Petugas gabungan berjibaku memadamkan kebakaran hutan dan lahan (karhutla) di Desa Gambut Mutiara, Kecamatan Teluk Meranti, Kabupaten Pelalawan. Menembus areal jelajah Harimau, tim gabungan berhasil memadamkan kebakaran yang berlangsung selama berhari-hari.
Upaya keras tim gabungan Polri, TNI, Manggala Agni, BPBD, Masyarakat Peduli Api (MPA), dan relawan membuahkan hasil. Pada Sabtu (4/4/2026), Satgas Karhutla berhasil melokalisir dan memadamkan titik api.
Kegiatan pendinginan (cooling down) dan mitigasi ini ditinjau langsung oleh jajaran pejabat utama Polda Riau dan TNI, di antaranya Karo Ops Polda Riau Kombes Pol Ino Harianto, Dansat Brimob Polda Riau Kombes Pol I Ketut Gede Adi Wibawa, serta Asops Kodam XIX/TT Kolonel Inf Rendra Dwi Ardhani.
Operasi pemadaman ini melibatkan sedikitnya 160 personel gabungan dari Polri, TNI (Koramil Kuala Kampar), Manggala Agni Daops Rengat, BPBD Pelalawan, serta masyarakat setempat. Mereka berjibaku menggunakan berbagai peralatan seperti mesin mini striker, mesin Shibahura, hingga mesin Robin.
Namun, perjuangan tim di lapangan tidaklah mudah. Sejumlah kendala ekstrem membayangi proses pemadaman, antara lain jarak tempuh menuju hotspot yang jauh, cuaca panas terik disertai angin kencang serta kontur tanah gambut yang kering.

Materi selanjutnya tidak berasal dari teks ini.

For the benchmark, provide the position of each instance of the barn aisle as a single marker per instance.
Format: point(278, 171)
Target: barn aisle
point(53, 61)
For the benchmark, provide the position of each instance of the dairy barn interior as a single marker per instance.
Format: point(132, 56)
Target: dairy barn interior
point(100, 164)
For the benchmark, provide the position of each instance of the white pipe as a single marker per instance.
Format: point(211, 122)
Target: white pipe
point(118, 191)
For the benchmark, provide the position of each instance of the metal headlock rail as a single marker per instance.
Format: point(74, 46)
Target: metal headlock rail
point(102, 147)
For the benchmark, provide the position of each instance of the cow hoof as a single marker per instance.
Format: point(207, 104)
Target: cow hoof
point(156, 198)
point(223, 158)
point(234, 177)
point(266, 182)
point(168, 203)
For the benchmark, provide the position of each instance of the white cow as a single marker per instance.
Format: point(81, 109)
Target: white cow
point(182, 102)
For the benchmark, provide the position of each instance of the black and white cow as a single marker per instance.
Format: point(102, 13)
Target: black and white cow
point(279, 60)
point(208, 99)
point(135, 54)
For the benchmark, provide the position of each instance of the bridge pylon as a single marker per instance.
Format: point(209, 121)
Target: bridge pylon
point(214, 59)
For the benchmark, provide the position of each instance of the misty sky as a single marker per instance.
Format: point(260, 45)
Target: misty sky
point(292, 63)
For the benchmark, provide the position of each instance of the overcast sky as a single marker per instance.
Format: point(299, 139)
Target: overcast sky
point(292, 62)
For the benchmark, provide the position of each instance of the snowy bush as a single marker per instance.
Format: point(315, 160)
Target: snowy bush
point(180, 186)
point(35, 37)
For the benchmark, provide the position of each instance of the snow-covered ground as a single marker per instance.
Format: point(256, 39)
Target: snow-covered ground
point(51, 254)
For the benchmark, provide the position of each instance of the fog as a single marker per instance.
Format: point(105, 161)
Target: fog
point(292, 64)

Petugas juga sempat terkendala karena sulitnya menemukan sumber air di sekitar lokasi kebakaran. Di sisi lain, lokasi karhutla merupakan jalur perlintasan aktif Harimau Sumatera, sehingga personel harus meningkatkan kewaspadaan ekstra.
Hadir pula di lokasi, Bupati Pelalawan H Zukri,didampingi Kapolres Pelalawan AKBP John Louis Letedara, guna memastikan penanganan sisa asap berjalan maksimal.
Kapolres Pelalawan, AKBP John Louis Letedara, menjelaskan bahwa operasi kali ini difokuskan pada area yang tidak terpantau oleh aplikasi Dashboard Lancang Kuning (DLK). Hal ini menunjukkan pentingnya verifikasi lapangan dan laporan masyarakat dalam deteksi dini kebakaran.
"Saat ini titik api utama telah berhasil kita padamkan. Personel di lapangan kini fokus pada tahap pendinginan karena masih menyisakan asap pada tunggul-tunggul kayu dan semak belukar yang terbakar," ujar AKBP John Louis.
Meskipun api telah padam, Kapolres menegaskan bahwa pengawasan tidak akan dikendorkan. Mitigasi akan terus dilakukan untuk mencegah api kembali muncul dari bawah lapisan gambut.
"Ini adalah upaya bersama. Kami tidak akan berhenti di sini dan akan terus melakukan patroli guna mencegah terjadinya kebakaran hutan di masa depan," tegas AKBP John Louis.
Senada dengan hal tersebut, Pemerintah Kabupaten Pelalawan melalui Bupati H. Zukri mengimbau masyarakat untuk proaktif melaporkan setiap temuan asap atau aktivitas pembakaran lahan kepada pihak berwajib agar penanganan dapat dilakukan sedini mungkin.
Hingga berita ini diturunkan, situasi di Desa Gambut Mutiara dilaporkan terkendali. Personel gabungan masih disiagakan untuk memantau perkembangan situasi di lokasi.